Dagster: Data Engineering Best Practice during Slack Time

OTTO Tech
OTTO Tech
Published in
3 min readNov 15, 2023

In the inc(AI) team, we always try different tools and methods. The slack time has proven a good means for this, as we learn on our own or together with others.

Of course, the motivation for such slack time originates from the challenges we have to meet at work. Our strategy is to first of all look at the open-source community to find solutions that suit us. The background: The probability is very high that other people already have solved a similar problem. Moreover, the solutions should fulfill our criteria: be simple, scalable and production-friendly.

So, we examined a new tool called Dagster in our slack time a while ago. Dagster is an orchestration tool that controls and manages various tasks in the area of data and ML pipelines.
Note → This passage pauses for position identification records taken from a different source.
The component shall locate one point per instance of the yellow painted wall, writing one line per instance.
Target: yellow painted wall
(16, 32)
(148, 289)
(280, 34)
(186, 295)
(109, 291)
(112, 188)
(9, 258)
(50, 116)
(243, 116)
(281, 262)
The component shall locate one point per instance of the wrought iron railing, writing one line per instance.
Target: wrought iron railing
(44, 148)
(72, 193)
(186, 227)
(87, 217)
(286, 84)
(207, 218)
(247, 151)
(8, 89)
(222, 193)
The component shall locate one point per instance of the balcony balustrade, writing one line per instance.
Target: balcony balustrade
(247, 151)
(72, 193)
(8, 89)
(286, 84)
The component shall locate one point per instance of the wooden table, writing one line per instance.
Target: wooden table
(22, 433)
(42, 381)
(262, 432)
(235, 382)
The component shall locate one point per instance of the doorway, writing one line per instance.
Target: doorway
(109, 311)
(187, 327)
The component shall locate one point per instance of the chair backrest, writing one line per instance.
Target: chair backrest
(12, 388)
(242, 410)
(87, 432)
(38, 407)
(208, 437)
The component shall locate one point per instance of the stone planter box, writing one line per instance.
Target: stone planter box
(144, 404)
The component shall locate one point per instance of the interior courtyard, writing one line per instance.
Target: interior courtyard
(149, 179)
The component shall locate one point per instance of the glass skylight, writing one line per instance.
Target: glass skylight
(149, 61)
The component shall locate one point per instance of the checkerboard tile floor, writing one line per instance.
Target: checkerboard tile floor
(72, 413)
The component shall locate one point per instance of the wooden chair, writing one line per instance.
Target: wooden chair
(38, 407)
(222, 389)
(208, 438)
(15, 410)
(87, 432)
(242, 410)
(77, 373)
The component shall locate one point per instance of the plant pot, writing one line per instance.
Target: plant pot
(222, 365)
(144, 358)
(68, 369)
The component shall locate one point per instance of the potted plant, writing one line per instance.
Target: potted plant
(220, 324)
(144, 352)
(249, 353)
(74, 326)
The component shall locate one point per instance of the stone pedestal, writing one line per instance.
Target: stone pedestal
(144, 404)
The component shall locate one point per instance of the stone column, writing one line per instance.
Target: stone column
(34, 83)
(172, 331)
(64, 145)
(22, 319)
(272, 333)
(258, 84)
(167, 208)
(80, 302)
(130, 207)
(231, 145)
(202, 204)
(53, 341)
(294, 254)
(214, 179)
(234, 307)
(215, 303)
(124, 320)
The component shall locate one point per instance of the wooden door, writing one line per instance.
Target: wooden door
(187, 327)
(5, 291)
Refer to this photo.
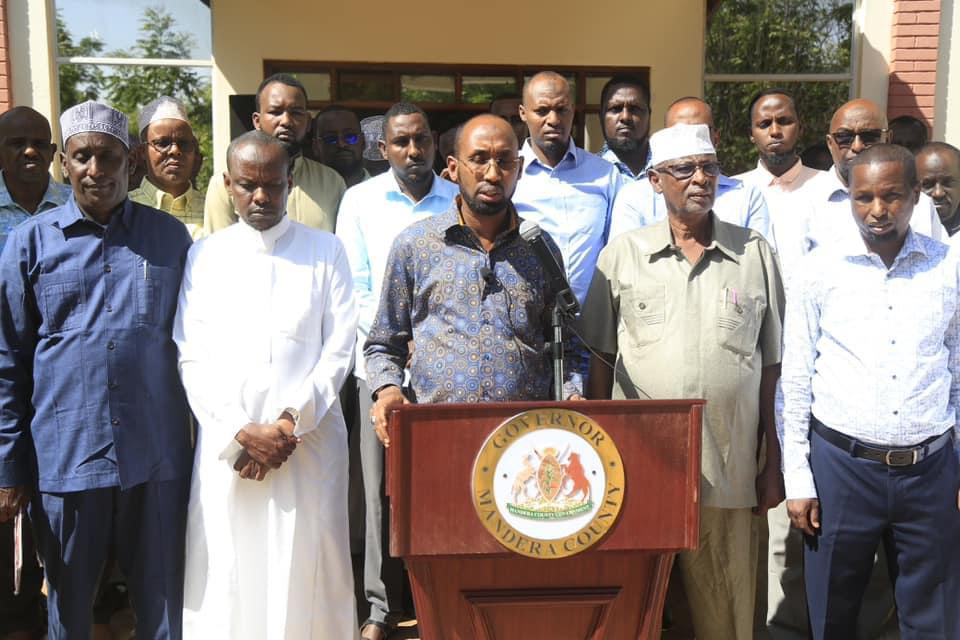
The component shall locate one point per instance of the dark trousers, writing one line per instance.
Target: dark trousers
(383, 578)
(146, 525)
(913, 511)
(22, 612)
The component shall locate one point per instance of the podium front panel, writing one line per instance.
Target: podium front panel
(433, 447)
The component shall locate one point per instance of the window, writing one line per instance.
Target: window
(129, 53)
(803, 46)
(449, 94)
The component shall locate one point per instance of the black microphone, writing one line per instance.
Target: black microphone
(566, 301)
(487, 275)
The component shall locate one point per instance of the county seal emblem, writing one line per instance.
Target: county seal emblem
(548, 483)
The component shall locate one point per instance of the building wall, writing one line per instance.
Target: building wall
(666, 35)
(913, 58)
(31, 30)
(947, 98)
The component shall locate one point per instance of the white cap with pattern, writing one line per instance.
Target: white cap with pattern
(163, 108)
(93, 117)
(680, 141)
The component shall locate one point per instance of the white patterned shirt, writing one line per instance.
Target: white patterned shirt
(873, 353)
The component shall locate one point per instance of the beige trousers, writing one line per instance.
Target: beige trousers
(720, 576)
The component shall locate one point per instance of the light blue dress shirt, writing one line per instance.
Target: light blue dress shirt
(572, 202)
(608, 154)
(872, 352)
(372, 214)
(639, 205)
(12, 214)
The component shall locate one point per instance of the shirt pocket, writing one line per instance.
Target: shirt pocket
(738, 324)
(63, 299)
(157, 290)
(644, 313)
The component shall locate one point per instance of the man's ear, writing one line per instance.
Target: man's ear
(133, 158)
(654, 179)
(453, 170)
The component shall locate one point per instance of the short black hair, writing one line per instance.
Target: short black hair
(254, 136)
(887, 152)
(624, 80)
(909, 132)
(282, 78)
(936, 147)
(773, 91)
(331, 108)
(402, 109)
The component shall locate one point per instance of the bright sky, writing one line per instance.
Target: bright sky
(117, 22)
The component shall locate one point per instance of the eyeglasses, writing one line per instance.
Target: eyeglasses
(479, 165)
(164, 145)
(686, 170)
(333, 138)
(844, 138)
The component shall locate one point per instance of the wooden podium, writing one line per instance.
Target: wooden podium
(467, 586)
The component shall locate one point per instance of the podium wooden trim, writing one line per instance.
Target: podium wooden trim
(467, 586)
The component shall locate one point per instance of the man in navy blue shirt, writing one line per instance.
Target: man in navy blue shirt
(93, 421)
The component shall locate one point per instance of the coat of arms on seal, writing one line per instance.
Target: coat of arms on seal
(548, 483)
(561, 489)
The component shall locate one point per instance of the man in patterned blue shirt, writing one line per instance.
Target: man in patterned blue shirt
(93, 419)
(871, 385)
(26, 152)
(468, 290)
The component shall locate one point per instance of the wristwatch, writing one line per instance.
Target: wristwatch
(293, 414)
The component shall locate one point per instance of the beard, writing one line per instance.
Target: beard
(552, 149)
(843, 169)
(348, 168)
(481, 208)
(780, 160)
(293, 148)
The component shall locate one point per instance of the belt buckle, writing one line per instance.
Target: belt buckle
(901, 457)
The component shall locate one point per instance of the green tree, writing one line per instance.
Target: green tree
(78, 82)
(131, 87)
(775, 36)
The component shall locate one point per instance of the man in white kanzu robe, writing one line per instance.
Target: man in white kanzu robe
(265, 329)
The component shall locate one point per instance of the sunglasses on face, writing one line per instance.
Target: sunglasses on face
(333, 138)
(686, 170)
(479, 165)
(163, 145)
(845, 138)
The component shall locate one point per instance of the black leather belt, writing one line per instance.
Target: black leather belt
(890, 456)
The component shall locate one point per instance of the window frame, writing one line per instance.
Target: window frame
(397, 69)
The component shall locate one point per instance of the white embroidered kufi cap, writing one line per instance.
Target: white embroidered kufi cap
(679, 141)
(163, 108)
(93, 117)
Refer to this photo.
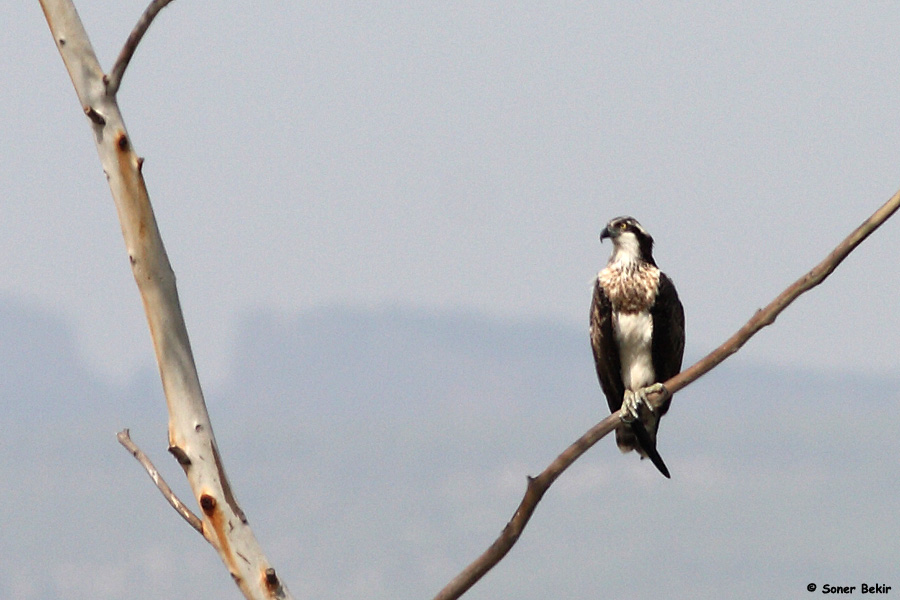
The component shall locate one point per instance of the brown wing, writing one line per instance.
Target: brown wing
(606, 351)
(668, 333)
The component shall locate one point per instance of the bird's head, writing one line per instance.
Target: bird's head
(631, 242)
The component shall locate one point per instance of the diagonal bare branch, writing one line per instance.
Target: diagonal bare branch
(114, 79)
(193, 520)
(537, 486)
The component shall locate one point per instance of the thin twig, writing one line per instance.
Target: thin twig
(114, 80)
(193, 520)
(537, 486)
(766, 316)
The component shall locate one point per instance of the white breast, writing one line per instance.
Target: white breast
(634, 333)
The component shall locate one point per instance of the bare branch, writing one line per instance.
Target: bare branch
(766, 316)
(193, 520)
(533, 494)
(114, 79)
(191, 438)
(537, 486)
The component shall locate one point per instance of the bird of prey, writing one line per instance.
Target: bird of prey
(637, 334)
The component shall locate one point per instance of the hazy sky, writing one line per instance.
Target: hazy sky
(465, 155)
(436, 157)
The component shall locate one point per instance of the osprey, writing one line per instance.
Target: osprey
(637, 334)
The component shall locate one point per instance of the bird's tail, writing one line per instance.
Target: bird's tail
(648, 445)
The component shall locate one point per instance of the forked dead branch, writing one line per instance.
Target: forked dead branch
(191, 438)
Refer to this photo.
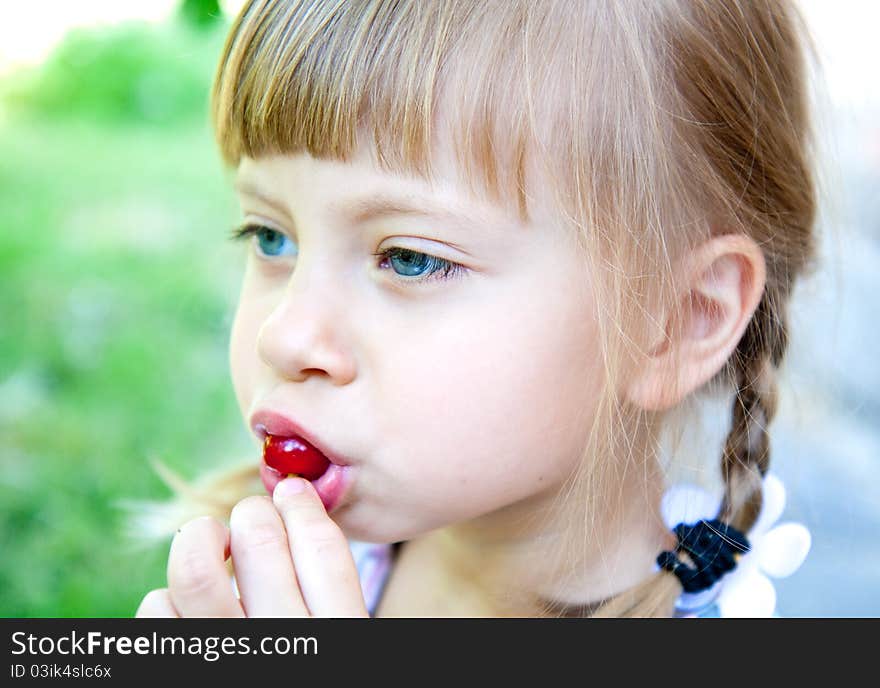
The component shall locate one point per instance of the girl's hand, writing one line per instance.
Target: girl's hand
(290, 559)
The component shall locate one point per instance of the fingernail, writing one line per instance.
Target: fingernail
(289, 487)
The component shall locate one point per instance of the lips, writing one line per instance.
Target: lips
(265, 423)
(288, 448)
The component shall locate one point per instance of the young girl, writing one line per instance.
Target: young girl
(497, 252)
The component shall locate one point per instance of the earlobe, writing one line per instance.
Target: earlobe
(723, 281)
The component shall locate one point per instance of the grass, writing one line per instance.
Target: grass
(117, 291)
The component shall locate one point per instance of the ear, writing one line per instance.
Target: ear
(722, 283)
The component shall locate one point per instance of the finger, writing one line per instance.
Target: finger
(321, 555)
(263, 568)
(156, 605)
(198, 582)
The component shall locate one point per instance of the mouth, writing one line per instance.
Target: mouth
(289, 451)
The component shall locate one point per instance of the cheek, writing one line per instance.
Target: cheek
(496, 409)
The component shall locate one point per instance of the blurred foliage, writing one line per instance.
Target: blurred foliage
(200, 13)
(118, 288)
(134, 73)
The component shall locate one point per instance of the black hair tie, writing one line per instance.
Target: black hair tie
(714, 548)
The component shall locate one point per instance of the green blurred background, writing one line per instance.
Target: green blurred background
(117, 291)
(118, 286)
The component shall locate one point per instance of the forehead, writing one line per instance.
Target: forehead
(362, 186)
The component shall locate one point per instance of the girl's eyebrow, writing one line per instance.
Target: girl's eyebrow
(359, 210)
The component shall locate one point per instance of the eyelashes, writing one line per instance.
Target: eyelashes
(417, 267)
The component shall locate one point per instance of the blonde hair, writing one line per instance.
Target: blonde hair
(660, 124)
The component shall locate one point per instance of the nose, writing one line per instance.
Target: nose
(304, 334)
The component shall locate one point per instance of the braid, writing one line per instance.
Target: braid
(746, 455)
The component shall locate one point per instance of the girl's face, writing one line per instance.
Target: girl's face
(456, 373)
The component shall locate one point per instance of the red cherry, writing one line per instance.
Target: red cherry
(294, 455)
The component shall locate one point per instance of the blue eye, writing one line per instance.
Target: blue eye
(271, 242)
(408, 267)
(411, 266)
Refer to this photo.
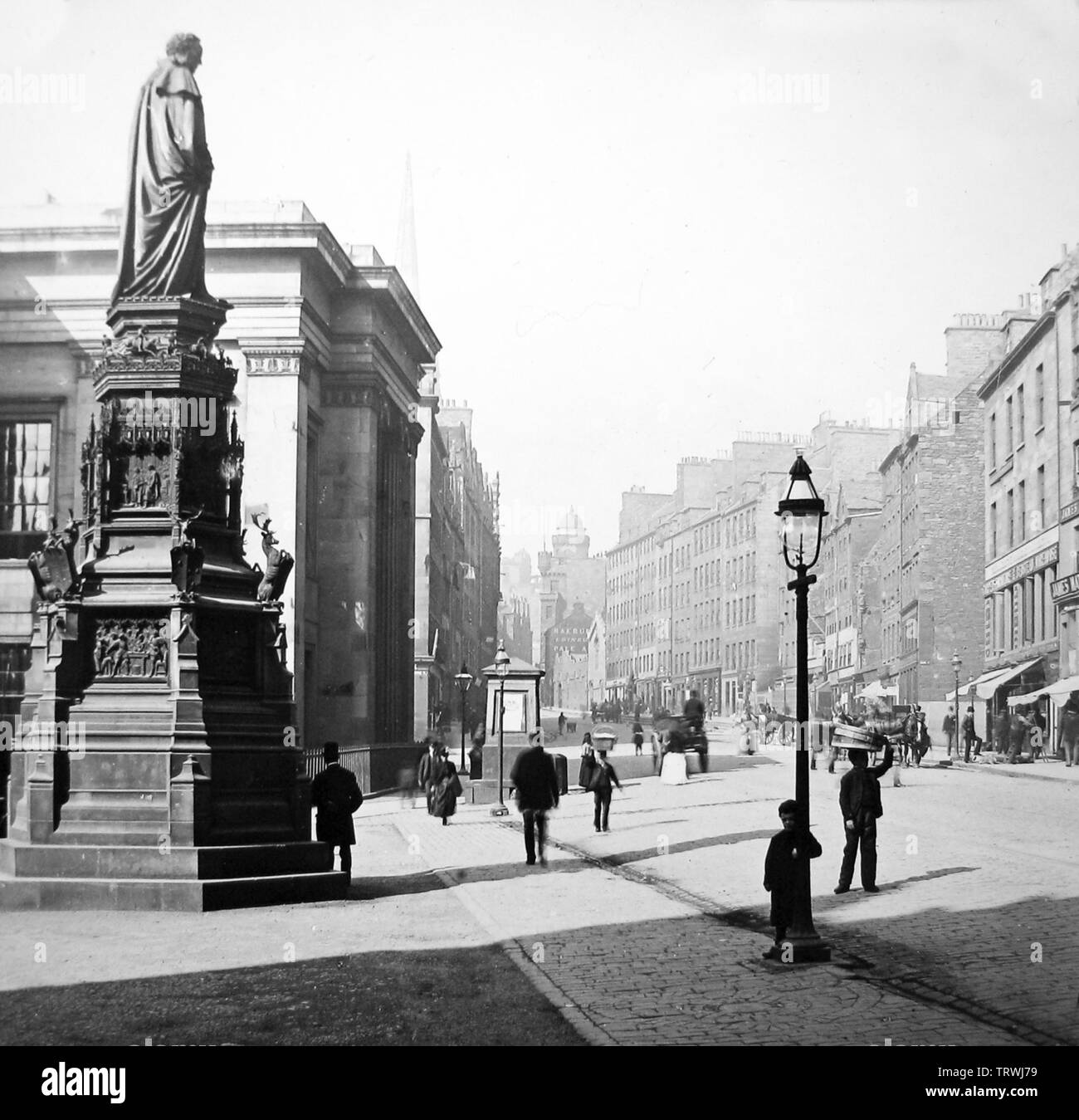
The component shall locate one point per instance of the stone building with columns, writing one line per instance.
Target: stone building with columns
(330, 346)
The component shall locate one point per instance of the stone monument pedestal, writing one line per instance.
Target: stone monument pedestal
(158, 765)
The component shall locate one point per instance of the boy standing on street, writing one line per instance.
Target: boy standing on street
(781, 866)
(860, 801)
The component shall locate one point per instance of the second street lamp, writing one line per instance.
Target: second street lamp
(463, 682)
(501, 667)
(803, 513)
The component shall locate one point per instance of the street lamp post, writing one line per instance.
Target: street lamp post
(463, 682)
(956, 664)
(501, 667)
(803, 513)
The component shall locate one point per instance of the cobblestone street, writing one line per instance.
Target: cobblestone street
(654, 932)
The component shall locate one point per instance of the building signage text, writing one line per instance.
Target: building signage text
(1065, 588)
(1042, 559)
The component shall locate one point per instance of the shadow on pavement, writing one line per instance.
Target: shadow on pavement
(364, 888)
(620, 858)
(446, 997)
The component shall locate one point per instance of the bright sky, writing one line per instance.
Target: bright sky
(628, 247)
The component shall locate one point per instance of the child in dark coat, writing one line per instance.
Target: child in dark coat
(443, 802)
(781, 863)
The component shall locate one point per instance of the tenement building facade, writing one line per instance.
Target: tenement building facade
(1031, 397)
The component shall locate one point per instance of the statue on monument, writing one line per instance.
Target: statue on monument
(163, 251)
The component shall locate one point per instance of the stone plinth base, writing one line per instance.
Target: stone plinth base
(113, 877)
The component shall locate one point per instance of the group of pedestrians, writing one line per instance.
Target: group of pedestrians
(860, 803)
(439, 780)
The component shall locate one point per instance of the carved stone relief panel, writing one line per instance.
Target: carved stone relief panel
(128, 648)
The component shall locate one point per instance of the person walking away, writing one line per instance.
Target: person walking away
(1002, 728)
(656, 751)
(638, 738)
(588, 761)
(334, 793)
(431, 770)
(536, 786)
(1018, 731)
(860, 801)
(446, 793)
(1068, 732)
(969, 735)
(786, 853)
(693, 712)
(950, 729)
(922, 743)
(603, 780)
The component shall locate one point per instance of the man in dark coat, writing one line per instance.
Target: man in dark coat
(786, 851)
(1002, 731)
(536, 783)
(693, 712)
(1068, 731)
(431, 770)
(1018, 734)
(334, 793)
(860, 800)
(969, 735)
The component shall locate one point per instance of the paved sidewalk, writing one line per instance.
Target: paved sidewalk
(626, 956)
(632, 965)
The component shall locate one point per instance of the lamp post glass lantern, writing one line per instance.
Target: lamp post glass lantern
(501, 668)
(463, 680)
(802, 516)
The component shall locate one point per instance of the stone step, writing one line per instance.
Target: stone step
(170, 894)
(161, 862)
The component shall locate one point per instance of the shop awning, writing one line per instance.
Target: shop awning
(976, 683)
(986, 689)
(988, 683)
(1057, 692)
(877, 690)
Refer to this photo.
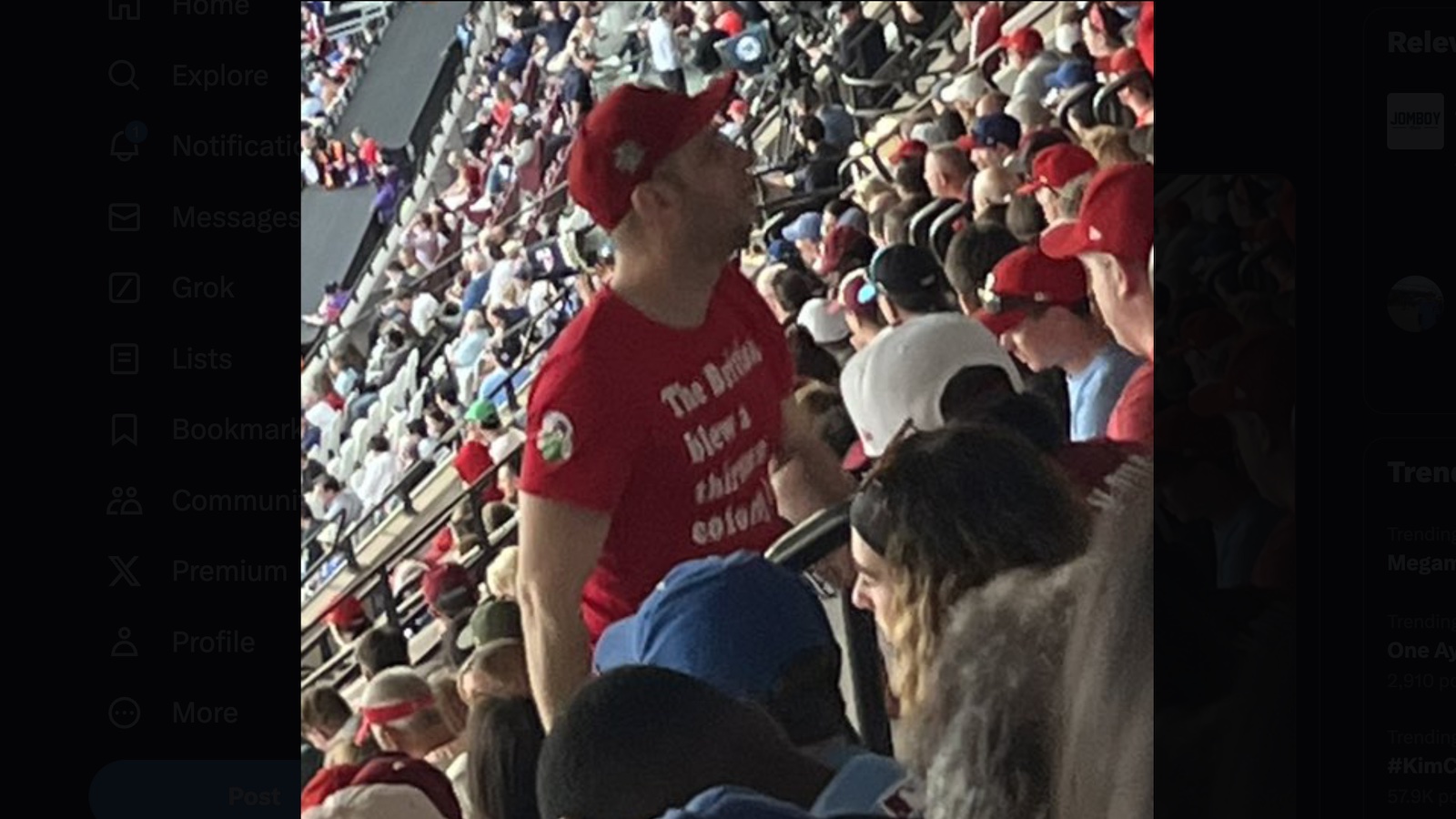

Dagster controls where and when the different steps of a pipeline will be carried out and stores meta data along the way.

Abb. 1: Data Lineage eines Use Cases

The use of Dagster contributes to OTTO’s moal (mid-term goal) of “effective and efficient organization”. In our area in BI, we focus on “best practices for leveraging technical synergies”.

This is a standard task of our day-to-day work. Comparable tools were available also before Dagster, and they are used in BI with their different specifics. However, Dagster does quite a few things differently. For example, Dagster introduces the concept of “software assets”, which improves the structuring of pipelines, and increases reusability. Moreover, the data lineage can be visualized in a simple manner — a major advantage when it comes to troubleshooting.

Fig. 2: Meta data of an asset

Dagster can be easily installed and run on a local computer. This property is advantageous especially when a pipeline is developed, because it significantly shortens test cycles. A Dagster cloud instance then ensures productive operation. Dagster’s web user interface is very user-friendly, so that even non-technophile people can operate the production line.

There is no simple path without obstacles:

Of course, we had some difficult moments also with Dagster. One example is the nature of open-source software: Very fast development results in incompatibility and instability. We jointly discuss in detail to find out what change or fix would be needed for our project. After that, we share our findings.

Once we had successfully tested Dagster also in our internal projects, and had handed over Dagster to individual teams, we were able to successfully migrate an existing use case from Argo to Dagster together with team Warp.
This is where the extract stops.